- Pitcher
- Born: November 19, 1855 Lowell, Massachusetts, U.S.
- Died: July 11, 1886 (aged 30) Lowell, Massachusetts, U.S.
- Batted: LeftThrew: Left

MLB debut
- July 1, 1880, for the Buffalo Bisons

Last MLB appearance
- June 28, 1884, for the Louisville Eclipse

MLB statistics
- Win–loss record: 38–39
- Earned run average: 3.08
- Strikeouts: 171
- Stats at Baseball Reference

Teams
- Buffalo Bisons (1880); Pittsburgh Alleghenys (1882–1883); Louisville Eclipse (1884);

Career highlights and awards
- American Association ERA champion (1882);

= Denny Driscoll =

American baseball player (1855–1886)

John F. "Denny" Driscoll (November 19, 1855 – July 11, 1886) was an American Major League Baseball pitcher from 1880 to 1884. Driscoll played for the Buffalo Bisons, Pittsburgh Alleghenys (the modern-day Pittsburgh Pirates), and Louisville Eclipse.

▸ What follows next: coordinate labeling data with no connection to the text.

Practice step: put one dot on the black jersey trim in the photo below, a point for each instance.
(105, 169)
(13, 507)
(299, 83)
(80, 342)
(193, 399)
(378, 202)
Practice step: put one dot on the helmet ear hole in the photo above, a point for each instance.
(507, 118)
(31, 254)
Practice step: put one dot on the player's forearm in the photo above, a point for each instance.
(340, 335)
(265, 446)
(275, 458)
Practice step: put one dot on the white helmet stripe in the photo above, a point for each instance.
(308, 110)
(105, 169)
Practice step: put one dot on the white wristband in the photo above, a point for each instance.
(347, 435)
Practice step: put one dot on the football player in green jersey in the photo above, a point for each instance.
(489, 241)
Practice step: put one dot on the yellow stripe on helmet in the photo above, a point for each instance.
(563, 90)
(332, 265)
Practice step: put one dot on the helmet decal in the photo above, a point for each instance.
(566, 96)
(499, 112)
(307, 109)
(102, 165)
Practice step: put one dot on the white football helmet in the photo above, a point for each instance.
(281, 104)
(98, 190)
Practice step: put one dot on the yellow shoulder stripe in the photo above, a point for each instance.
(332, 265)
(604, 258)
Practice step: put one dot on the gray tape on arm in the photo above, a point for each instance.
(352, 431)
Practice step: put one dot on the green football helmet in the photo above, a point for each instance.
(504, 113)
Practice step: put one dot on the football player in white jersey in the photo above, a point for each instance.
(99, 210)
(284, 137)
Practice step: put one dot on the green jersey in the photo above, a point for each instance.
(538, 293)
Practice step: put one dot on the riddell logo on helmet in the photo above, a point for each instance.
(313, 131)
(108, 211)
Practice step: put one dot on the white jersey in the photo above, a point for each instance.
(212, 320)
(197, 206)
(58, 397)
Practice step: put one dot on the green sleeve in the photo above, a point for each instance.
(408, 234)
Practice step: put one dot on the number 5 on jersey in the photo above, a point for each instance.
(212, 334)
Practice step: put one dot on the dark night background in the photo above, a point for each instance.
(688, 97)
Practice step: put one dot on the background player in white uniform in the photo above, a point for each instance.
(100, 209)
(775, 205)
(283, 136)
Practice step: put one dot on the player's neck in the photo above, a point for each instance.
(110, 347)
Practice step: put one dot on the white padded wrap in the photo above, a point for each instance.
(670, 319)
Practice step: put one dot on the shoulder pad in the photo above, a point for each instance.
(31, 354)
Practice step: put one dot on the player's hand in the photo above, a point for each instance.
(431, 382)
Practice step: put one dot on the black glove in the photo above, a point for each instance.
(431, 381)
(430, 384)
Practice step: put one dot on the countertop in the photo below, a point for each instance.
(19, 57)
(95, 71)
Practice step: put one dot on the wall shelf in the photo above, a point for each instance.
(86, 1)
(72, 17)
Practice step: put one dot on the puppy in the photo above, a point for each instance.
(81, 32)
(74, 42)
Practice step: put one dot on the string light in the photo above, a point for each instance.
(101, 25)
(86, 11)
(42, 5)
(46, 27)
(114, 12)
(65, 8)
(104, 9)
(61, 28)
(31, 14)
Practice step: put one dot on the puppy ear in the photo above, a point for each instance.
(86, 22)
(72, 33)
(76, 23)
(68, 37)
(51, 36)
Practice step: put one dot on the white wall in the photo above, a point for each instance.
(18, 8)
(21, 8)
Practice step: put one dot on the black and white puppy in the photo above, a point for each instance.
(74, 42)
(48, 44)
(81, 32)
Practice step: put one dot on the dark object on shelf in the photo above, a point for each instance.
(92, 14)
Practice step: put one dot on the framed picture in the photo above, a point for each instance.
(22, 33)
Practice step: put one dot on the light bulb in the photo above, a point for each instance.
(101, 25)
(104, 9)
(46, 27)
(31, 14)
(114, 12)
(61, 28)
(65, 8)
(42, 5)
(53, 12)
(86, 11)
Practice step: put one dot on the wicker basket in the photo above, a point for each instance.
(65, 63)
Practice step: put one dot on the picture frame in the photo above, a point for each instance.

While playing for Pittsburgh, he led the American Association in earned run average in 1882, at 1.21. He went 13-9 that season. In 1883, he was the primary pitcher for the Alleghenys' for most of the season with an 18–21 record, and was the opening day starting pitcher.

==Personal life==
Driscoll was playing baseball professionally for local teams in Lowell and Nashua, New Hampshire by the age of 15. In November, 1882, he married 18-year old Mary Driscoll of Westford, Massachusetts. Soon afterwards he moved to Westford, most likely in the village of Graniteville, as the Casey family members were employed in the local granite quarries and mills. After the death of his father-in-law, Driscoll supported the Casey family with his baseball salary. In vital records of the early 1880s, he alternately listed his occupation as 'ball player' or 'machinist'. Denny Driscoll had two children with Mary, John William, born September 17, 1883, and Lizzie, born April 21, 1885.
Driscoll died in his hometown of Lowell, Massachusetts at the age of 30 of consumption (tuberculosis). He is interred at St. Patrick Cemetery.